Camila
O treinamento começa dois dias depois, mas não da maneira que eu esperava. Não sei o que eu esperava, na verdade, mas com certeza não era isso.
— O que a gente está fazendo aqui? — pergunto quando paramos no estacionamento de uma academia de artes marciais a uma hora de Santa Fé.
— Krav maga — esclarece Shawn, e olho como se ele estivesse falando outra língua. Ele fecha a porta do carro e andamos até a fachada do prédio. — Não vou conseguir dedicar cem por cento do meu tempo ao seu treinamento. Por isso, três dias por semana, vou trazer você aqui. Dá para aprender muita coisa com o krav maga em pouco tempo. E o foco é a defesa pessoal...
— O quê? — Paro na calçada antes de passarmos pela porta. — Não sou uma donzela em perigo que acaba de ser assaltada em um estacionamento escuro, Shawn. Não preciso de aulas de defesa pessoal. Preciso aprender a matar.
— Matar é a parte fácil — rebate, sem rodeios.
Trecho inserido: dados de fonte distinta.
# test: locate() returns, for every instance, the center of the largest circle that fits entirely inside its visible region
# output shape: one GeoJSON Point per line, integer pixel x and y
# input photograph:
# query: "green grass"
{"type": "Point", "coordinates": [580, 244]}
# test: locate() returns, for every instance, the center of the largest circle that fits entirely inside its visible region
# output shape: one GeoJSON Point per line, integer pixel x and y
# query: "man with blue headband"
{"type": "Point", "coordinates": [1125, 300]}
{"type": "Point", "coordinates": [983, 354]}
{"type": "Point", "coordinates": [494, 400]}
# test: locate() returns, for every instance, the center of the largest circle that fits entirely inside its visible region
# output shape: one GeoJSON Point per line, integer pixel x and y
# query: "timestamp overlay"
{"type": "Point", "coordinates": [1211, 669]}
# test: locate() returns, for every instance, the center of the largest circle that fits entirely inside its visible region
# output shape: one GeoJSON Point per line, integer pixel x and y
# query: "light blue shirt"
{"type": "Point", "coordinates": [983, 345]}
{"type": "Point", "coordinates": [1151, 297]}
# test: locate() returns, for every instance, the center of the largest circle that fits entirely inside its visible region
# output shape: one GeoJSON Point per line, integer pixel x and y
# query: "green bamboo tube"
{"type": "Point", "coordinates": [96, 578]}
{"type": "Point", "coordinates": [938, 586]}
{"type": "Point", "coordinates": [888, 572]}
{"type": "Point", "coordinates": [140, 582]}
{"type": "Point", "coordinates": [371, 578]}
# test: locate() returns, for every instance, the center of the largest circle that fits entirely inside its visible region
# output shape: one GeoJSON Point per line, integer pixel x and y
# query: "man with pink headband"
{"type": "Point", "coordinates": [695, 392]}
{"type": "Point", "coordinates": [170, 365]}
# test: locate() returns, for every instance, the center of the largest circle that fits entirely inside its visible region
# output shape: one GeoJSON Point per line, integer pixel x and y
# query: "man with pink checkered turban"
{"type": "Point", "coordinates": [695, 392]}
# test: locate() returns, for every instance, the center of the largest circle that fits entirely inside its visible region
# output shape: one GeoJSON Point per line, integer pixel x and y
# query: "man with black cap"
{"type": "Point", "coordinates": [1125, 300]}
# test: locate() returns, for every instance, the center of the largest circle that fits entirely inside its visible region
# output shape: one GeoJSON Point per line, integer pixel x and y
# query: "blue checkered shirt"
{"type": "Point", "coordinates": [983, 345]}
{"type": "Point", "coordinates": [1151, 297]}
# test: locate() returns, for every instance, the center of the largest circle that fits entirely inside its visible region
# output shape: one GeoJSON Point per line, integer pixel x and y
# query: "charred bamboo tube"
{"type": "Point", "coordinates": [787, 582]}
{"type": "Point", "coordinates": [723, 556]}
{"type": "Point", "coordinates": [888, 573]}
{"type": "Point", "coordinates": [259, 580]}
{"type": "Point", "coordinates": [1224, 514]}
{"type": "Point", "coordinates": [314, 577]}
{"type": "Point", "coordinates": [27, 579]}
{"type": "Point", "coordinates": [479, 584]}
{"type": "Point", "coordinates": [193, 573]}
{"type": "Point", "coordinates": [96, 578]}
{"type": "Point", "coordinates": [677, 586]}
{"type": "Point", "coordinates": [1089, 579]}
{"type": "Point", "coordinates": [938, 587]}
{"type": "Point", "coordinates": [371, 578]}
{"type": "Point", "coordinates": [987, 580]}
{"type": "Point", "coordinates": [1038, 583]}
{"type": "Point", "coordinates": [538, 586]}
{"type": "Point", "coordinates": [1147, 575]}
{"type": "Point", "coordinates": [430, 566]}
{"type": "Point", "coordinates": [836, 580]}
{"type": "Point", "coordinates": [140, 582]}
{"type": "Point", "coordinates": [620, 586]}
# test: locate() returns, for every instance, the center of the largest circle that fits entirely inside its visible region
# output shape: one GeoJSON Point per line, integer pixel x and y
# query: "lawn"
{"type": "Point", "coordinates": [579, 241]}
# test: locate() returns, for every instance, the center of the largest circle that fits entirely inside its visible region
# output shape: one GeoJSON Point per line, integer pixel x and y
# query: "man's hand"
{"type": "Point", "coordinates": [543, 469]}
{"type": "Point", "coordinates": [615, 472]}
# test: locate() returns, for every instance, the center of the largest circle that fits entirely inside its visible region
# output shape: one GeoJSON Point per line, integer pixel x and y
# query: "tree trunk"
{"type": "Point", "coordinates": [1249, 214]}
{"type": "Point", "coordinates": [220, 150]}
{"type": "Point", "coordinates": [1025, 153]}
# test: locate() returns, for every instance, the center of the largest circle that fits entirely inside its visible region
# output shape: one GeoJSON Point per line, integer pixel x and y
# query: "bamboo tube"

Ele abre a porta de vidro e faz um gesto para eu entrar. — Chegar a esse ponto sem morrer tentando é a parte difícil.
— Então você quer que eu aprenda a dar um chute no saco de um cara? — pergunto, bufando de desdém. — Acredite, eu já sou perfeitamente capaz disso.
Um sorriso discreto aparece nos cantos de seus lábios deliciosos.
Nesse momento, um sujeito alto, moreno e com músculos bem-definidos se aproxima de nós no grande salão. As janelas no alto da parede deixam o sol entrar. Dois grupos de pessoas estão treinando em pares, formando um semicírculo em um enorme tatame preto estendido por boa parte do chão.
O homem de braços musculosos e camiseta preta estende a mão para Shawn.
— Faz quanto tempo? Três anos? Quatro?
Shawn aperta a mão dele com firmeza.
— Uns quatro, acredito.
O homem me olha por um momento, e então Shawn nos apresenta.
— Spencer, esta é Karla. Karla, Spencer.
— Prazer — diz Spencer, estendendo a mão.
Relutante, aperto a mão dele. Eles se conhecem? Não sei se gosto disso ou não. De repente, sinto que aquilo é alguma armação. Sorrio com desdém para aquele brutamontes alto e simpático.
Shawn se vira para mim e diz:
— Não tem ninguém melhor para treinar você em defesa pessoal do que Spencer. Você está em boas mãos.
Spencer abre um sorriso tão largo que, se fosse um pouco maior, acho que daria para engolir minha cabeça. Ele está com os braços musculosos à sua frente, com as mãos cruzadas. As veias, grossas como cordas, que percorrem suas mãos e seus braços bem bronzeados me lembram das de um fisiculturista, mas ele não tem esse tamanho todo. Só é maior do que eu, o que me intimida mais.
Levanto um dedo para Spencer.
— Você nos dá licença um minutinho?
— Claro — responde ele.
Percebo o leve sorriso que ele dá para Shawn.
Pego Shawn pela mão e o puxo para o lado. Ao fundo, ouço, de maneira constante, corpos sendo jogados naquele tatame preto e a voz de um instrutor entoando comandos repetitivos e mandando os alunos fazerem "de novo".
— Shawn, acho que isto é perda de tempo. Não sei por que você me trouxe aqui. — Cruzo os braços. — Quero aprender essas coisas com você, não com um cara aleatório do tamanho de um ônibus. — Olho por cima do ombro, torcendo para que Spencer não tenha ouvido, embora eu tenha tomado o cuidado de sussurrar.